Does the output feed a human or a machine? Human-facing output needs the quality that only larger models provide. Machine-facing output (JSON for a pipeline, classifications for a database, extractions for further processing) often works fine from local models, especially with context injection.

Is the internet available and reliable? This sounds trivial but is not, in practice. Rural infrastructure means the internet is sometimes unavailable for hours. Local models are the only option during outages — and knowing which tasks they handle well enough to keep working is the difference between lost time and continued productivity.

The fallback chain that emerged from this work:

Cloud API (Haiku/Sonnet) — best quality, costs money, needs internet
  | API failure or internet down
Groq free tier — nearly as good, free, needs internet
  | Groq down or rate-limited
Local MLX (Qwen2.5-7B or Gemma-3-27B) — good enough, free, no internet needed

The quality delta between the top and bottom of this chain is 0.4-0.8 points on a 10-point scale, as measured across standardized tasks. That is small enough that most end users would not notice the difference. It is large enough that quality-critical tasks — final editorial passes, user-facing content, anything with your name on it — should use the cloud tier when available.

The inventory problem

Thirty-six cached models consume disk space. The current inventory uses roughly 180 gigabytes. Not all of these models are necessary — many were downloaded for testing, benchmarked once, and never used again.

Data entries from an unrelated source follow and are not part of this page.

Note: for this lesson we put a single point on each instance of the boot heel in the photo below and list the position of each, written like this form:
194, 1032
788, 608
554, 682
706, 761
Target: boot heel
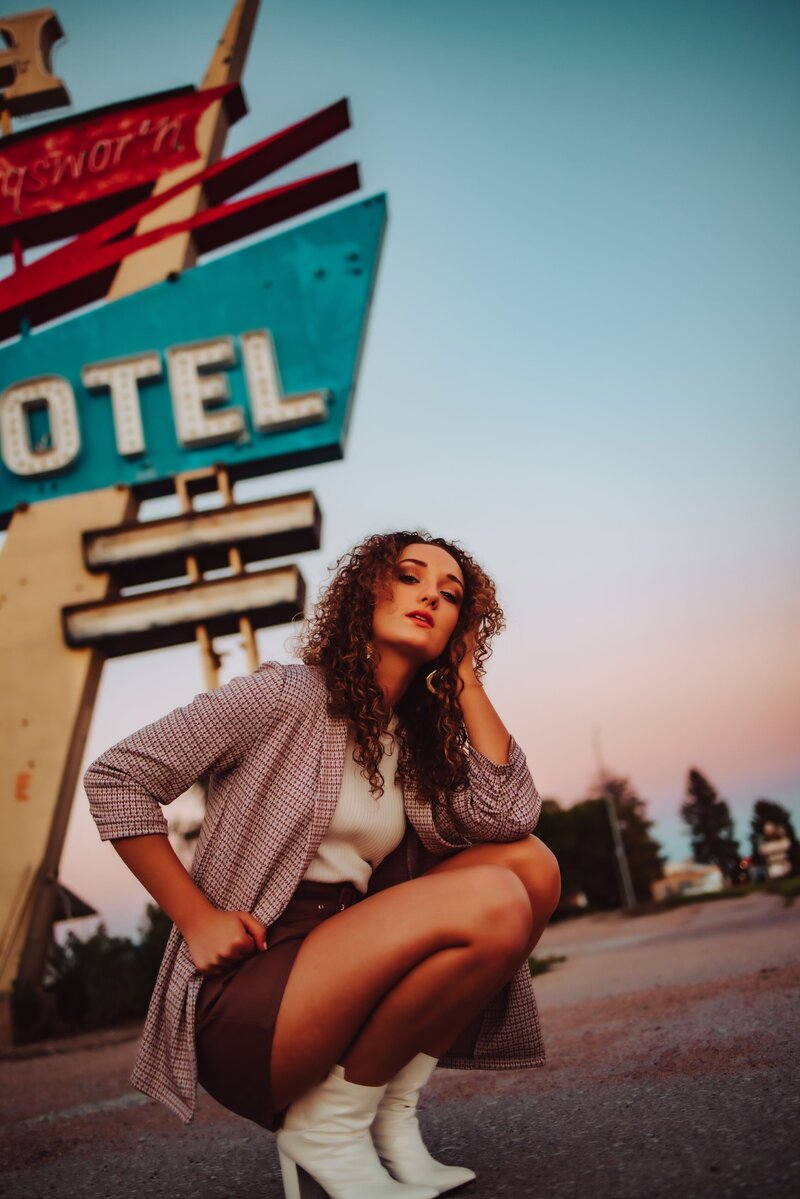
296, 1184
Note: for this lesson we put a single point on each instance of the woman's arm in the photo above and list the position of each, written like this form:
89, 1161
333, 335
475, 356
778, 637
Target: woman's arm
128, 784
485, 729
500, 802
216, 939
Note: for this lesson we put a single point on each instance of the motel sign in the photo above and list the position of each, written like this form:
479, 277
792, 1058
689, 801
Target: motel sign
131, 368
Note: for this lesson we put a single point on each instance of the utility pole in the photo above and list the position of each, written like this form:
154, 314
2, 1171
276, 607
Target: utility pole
623, 869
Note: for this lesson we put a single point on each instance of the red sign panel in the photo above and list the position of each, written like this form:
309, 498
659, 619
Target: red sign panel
96, 157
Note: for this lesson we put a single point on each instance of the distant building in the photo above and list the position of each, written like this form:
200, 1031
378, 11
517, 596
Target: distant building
687, 879
774, 848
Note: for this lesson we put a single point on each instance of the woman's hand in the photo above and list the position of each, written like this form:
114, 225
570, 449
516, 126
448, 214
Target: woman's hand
467, 675
222, 939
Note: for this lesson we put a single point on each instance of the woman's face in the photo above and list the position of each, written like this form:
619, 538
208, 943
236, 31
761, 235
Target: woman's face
419, 610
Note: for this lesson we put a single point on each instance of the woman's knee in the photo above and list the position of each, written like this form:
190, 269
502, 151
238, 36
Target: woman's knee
497, 908
537, 869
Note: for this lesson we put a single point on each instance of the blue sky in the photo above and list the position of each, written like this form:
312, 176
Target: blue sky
582, 360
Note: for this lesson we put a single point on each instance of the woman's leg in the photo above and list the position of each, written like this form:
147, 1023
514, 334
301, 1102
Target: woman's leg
398, 974
534, 865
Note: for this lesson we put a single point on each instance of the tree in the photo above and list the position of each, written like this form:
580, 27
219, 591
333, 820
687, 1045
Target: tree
710, 826
771, 821
581, 838
643, 853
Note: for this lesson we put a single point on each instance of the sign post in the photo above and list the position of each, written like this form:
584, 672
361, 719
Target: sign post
192, 375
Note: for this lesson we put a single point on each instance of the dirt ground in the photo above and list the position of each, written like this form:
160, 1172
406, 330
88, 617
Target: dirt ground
673, 1066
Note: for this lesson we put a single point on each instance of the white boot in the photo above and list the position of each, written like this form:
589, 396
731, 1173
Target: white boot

The cleanup question is always the same: which models can be deleted without losing a capability? The answer requires maintaining a mental map of which model is the best at each task. Delete Qwen2.5-32B and you lose the only reliable local JSON producer. Delete Gemma-3-27B-qat and you lose the only good local Swedish writer. Delete everything in the 7-8B range and you lose… nothing you cannot get from either the 3B models (for speed) or the 27B+ models (for quality).

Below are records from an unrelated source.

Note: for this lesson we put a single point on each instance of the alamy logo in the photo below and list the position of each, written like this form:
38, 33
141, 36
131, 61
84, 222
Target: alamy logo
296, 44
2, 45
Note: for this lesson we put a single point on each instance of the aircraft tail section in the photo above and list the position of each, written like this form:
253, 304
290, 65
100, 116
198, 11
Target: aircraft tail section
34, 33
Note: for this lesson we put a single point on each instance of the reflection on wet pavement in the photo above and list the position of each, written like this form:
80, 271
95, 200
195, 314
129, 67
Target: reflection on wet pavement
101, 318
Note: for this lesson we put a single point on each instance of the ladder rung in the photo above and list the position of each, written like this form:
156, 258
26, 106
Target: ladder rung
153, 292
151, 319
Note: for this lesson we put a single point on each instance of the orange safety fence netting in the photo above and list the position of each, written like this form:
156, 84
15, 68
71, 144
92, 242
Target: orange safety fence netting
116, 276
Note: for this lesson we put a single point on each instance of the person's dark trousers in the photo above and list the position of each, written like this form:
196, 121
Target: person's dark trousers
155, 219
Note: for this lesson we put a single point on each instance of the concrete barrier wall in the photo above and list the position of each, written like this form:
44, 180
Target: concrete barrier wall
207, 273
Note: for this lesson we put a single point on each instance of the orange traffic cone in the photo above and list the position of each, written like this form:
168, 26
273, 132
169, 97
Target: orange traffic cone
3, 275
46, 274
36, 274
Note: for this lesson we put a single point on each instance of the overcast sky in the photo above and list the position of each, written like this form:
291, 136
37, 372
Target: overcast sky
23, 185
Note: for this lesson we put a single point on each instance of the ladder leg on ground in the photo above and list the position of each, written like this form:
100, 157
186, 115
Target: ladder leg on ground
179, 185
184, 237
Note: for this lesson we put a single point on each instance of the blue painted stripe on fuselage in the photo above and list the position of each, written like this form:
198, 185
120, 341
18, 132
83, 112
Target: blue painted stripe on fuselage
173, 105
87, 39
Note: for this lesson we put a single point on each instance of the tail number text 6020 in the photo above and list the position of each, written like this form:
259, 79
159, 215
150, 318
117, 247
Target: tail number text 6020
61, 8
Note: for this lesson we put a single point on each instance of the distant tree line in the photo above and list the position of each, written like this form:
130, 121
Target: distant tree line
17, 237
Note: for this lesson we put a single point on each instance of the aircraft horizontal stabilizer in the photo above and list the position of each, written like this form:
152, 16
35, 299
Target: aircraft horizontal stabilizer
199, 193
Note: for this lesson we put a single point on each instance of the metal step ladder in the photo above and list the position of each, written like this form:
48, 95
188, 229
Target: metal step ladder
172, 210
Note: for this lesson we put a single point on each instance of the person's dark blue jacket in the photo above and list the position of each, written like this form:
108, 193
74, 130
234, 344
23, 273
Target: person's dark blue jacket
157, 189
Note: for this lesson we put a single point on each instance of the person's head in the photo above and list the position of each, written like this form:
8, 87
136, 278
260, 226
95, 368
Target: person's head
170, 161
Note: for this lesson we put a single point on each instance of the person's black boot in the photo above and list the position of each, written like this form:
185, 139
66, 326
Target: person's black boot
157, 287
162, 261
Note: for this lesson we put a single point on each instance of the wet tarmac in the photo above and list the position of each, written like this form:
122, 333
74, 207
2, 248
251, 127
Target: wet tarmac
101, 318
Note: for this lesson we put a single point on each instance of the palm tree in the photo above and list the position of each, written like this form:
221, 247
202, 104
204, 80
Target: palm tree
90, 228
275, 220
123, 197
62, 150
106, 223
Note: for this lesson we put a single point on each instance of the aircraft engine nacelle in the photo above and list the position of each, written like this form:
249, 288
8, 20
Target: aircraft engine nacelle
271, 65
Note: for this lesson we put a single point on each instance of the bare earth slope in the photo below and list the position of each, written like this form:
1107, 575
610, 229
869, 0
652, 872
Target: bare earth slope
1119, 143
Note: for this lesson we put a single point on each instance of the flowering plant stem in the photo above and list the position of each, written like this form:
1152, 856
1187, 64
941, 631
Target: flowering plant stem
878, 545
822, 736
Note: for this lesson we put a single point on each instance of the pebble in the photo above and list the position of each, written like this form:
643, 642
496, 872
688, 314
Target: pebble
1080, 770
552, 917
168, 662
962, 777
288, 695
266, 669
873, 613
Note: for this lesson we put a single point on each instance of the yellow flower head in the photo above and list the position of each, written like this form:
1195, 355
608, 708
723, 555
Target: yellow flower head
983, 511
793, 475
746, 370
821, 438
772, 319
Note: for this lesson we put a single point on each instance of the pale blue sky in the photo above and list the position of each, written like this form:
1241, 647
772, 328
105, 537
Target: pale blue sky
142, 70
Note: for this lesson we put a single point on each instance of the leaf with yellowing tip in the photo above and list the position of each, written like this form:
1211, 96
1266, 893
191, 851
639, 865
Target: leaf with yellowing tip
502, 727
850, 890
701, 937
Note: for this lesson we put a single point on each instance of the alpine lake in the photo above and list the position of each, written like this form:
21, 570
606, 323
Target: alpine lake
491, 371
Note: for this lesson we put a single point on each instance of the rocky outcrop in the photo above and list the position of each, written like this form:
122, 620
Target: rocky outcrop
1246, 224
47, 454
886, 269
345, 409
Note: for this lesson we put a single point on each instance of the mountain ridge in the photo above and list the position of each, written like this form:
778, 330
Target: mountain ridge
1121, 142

A recent cleanup freed 44 gigabytes by removing models that were either redundant (multiple Llama variants doing the same thing) or outclassed (Ollama models superseded by faster MLX equivalents). The principle: keep exactly one model per capability niche. Two models that are both “pretty good at classification” is one model too many.

What changes next

The local model landscape moves fast. New quantization techniques compress larger models into the memory budget of smaller ones. New architectures trade parameter count for inference efficiency. Apple ships new hardware annually that shifts the speed-quality curve.

The framework survives these changes even if the specific model recommendations do not. The questions remain the same: batch or interactive, human or machine, internet or no internet. The answers will shift as 27B models reach the speeds that 7B models have today, or as 70B models fit into 32 gigabytes of memory. When that happens, some tasks that currently require cloud inference will migrate to local. The cloud tier will retreat to the tasks that only the largest models can handle.

Until then: thirty-six models on a laptop, six to eight of them genuinely useful, and the rest are benchmarks waiting to be deleted.